One thing I really liked about that imagery was it helped me keep the clubface open and take advantage of the bounce of the sole on my wedge. Wedge shots are a lot easier if you let the club slide along the grass on a shallow angle, rather than chopping down on the ball. The tattoo trick made my swing a little shallower, and I could be a bit more aggressive because I knew contact with the ball was going to be clean.
"The last thing you want to do is chop down on the ball."
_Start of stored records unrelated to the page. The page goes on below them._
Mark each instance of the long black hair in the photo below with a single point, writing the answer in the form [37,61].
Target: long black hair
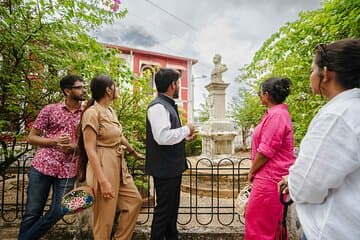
[277,88]
[98,87]
[342,57]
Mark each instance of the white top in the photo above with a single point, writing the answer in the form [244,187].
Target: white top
[159,119]
[324,181]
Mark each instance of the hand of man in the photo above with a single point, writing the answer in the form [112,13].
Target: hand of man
[283,185]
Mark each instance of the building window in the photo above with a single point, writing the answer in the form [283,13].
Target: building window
[147,71]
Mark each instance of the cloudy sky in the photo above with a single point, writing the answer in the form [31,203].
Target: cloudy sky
[198,29]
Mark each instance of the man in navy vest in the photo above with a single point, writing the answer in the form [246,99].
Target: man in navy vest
[165,153]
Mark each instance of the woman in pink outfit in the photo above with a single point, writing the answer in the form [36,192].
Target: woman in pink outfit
[272,153]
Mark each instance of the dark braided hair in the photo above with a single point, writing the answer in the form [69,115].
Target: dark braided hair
[343,58]
[277,88]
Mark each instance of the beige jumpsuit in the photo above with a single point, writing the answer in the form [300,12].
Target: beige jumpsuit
[127,198]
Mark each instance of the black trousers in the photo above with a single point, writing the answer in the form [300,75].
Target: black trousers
[166,210]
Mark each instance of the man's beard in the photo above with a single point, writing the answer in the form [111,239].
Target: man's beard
[79,98]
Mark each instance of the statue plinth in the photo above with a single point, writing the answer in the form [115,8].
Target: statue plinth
[217,139]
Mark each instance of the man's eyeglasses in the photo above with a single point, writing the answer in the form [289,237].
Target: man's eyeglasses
[79,87]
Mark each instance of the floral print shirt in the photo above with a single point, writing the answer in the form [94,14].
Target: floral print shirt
[53,120]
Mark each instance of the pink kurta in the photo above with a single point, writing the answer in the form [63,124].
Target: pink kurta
[273,138]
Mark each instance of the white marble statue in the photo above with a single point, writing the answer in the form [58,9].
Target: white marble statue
[219,68]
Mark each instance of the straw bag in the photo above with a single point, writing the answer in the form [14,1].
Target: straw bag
[242,199]
[77,200]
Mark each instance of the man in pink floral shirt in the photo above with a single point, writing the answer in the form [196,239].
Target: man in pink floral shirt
[54,165]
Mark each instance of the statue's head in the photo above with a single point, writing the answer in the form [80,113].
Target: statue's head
[217,58]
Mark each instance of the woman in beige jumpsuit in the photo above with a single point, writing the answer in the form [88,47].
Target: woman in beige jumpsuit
[106,171]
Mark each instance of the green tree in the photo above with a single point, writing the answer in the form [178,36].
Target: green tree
[40,42]
[289,53]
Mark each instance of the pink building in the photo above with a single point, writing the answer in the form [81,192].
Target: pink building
[142,60]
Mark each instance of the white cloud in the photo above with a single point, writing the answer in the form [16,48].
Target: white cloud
[233,28]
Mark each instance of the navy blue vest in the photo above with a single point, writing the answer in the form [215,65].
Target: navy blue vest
[165,161]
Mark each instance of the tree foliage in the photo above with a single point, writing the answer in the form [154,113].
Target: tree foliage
[289,53]
[41,41]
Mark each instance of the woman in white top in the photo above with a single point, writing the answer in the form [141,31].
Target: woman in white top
[324,181]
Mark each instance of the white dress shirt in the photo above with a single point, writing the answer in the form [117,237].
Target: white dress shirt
[324,181]
[159,119]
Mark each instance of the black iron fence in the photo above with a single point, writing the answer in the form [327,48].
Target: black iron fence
[209,191]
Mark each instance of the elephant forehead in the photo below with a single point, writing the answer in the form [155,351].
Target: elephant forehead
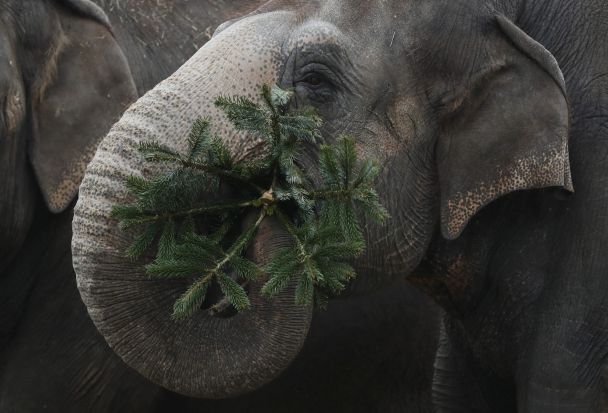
[314,32]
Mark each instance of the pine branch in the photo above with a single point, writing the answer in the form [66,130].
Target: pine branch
[200,240]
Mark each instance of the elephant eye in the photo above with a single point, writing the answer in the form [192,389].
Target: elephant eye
[314,79]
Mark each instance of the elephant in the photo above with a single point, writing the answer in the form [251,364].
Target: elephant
[52,115]
[487,117]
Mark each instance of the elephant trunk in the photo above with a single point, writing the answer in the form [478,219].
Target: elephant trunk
[206,355]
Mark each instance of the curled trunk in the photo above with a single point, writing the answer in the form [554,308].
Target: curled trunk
[206,355]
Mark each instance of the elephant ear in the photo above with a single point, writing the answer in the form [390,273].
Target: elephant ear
[84,87]
[508,132]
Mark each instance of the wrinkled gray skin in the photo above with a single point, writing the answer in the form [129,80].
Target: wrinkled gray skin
[486,115]
[51,356]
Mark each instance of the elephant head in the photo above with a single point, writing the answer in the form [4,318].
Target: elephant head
[63,82]
[458,111]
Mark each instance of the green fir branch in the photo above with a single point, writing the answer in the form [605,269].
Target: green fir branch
[201,241]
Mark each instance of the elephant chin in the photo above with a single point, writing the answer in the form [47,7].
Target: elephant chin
[206,355]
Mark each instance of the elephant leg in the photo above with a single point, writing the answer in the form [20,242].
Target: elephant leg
[454,387]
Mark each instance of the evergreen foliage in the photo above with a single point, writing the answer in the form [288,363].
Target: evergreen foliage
[206,241]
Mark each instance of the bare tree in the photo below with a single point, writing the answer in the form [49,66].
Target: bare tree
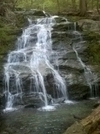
[83,7]
[98,6]
[74,5]
[58,5]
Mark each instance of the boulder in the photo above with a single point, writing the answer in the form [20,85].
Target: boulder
[89,25]
[89,125]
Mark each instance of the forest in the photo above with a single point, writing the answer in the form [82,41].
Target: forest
[49,66]
[74,7]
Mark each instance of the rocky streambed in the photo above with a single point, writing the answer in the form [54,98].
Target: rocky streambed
[29,120]
[66,38]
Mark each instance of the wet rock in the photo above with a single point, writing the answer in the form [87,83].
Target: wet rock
[33,100]
[89,125]
[89,25]
[78,92]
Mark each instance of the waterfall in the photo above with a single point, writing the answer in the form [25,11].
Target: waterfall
[32,60]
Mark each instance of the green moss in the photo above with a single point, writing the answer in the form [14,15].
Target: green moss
[94,53]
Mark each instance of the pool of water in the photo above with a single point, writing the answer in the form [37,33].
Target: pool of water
[33,121]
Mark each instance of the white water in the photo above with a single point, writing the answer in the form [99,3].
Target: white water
[32,59]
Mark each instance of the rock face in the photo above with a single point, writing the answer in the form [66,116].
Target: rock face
[89,125]
[88,24]
[70,59]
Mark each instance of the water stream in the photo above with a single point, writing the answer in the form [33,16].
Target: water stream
[32,59]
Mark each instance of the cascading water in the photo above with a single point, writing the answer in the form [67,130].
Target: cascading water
[31,60]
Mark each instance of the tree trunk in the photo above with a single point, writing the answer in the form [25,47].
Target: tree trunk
[74,5]
[58,6]
[98,6]
[83,7]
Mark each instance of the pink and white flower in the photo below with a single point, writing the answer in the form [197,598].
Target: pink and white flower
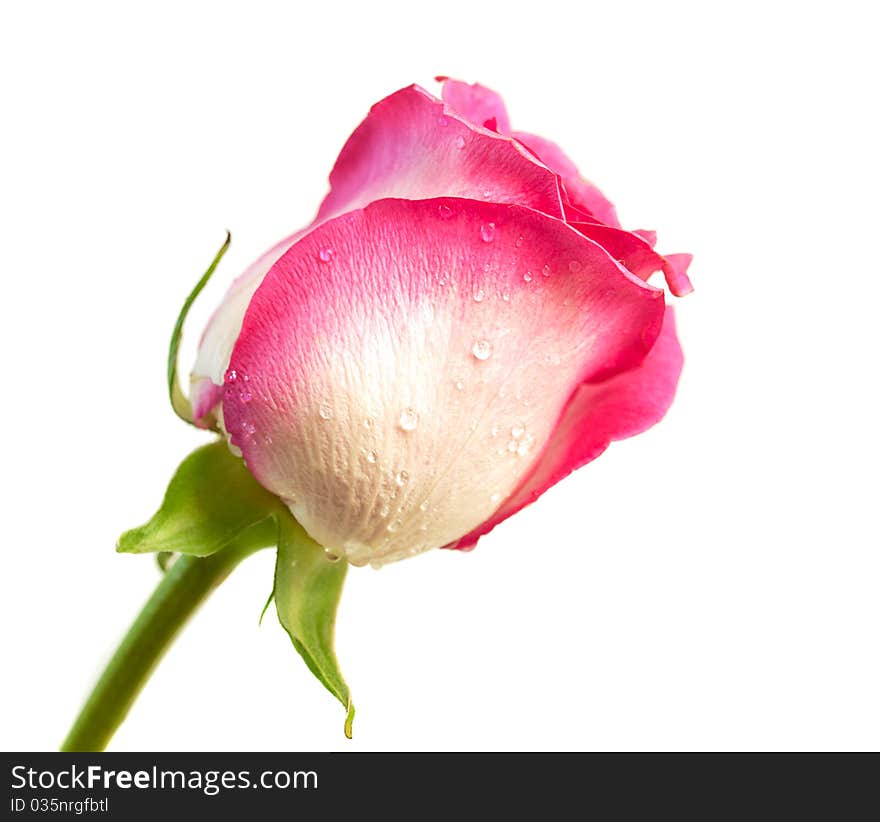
[463,324]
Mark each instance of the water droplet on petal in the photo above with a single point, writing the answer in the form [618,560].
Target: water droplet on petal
[409,419]
[482,349]
[525,445]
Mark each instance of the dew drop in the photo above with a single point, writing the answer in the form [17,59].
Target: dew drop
[409,419]
[482,349]
[525,445]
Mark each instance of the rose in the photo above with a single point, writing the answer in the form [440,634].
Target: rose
[463,324]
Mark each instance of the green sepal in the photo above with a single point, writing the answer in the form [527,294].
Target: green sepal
[211,500]
[308,586]
[179,402]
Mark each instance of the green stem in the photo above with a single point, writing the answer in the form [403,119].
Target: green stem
[185,585]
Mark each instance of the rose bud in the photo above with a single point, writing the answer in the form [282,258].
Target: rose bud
[463,324]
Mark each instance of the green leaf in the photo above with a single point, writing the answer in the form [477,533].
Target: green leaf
[307,590]
[211,500]
[179,401]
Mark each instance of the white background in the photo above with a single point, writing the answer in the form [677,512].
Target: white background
[711,584]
Back to this short-sided shot I had at Torrey. When the pin is close to the edge of the green you're playing from and you've got a little cushion of grass, try to put some zip on the ball to make it stop quickly once it lands. By holding off the rotation of my right arm, I can add some real speed to my swing. The added loft from the open clubface and the extra spin it puts on the ball makes it easier to get it close to the hole. You still need your hands involved with a feel shot like this, but you want them synced with the rotation of your body as you turn toward the target. If you keep those tattoos skyward, you'll make better contact and have a real chance at getting up and down. —With Ashley Mayo
Justin Rose ranks 11th on the PGA Tour in strokes gained/around the green.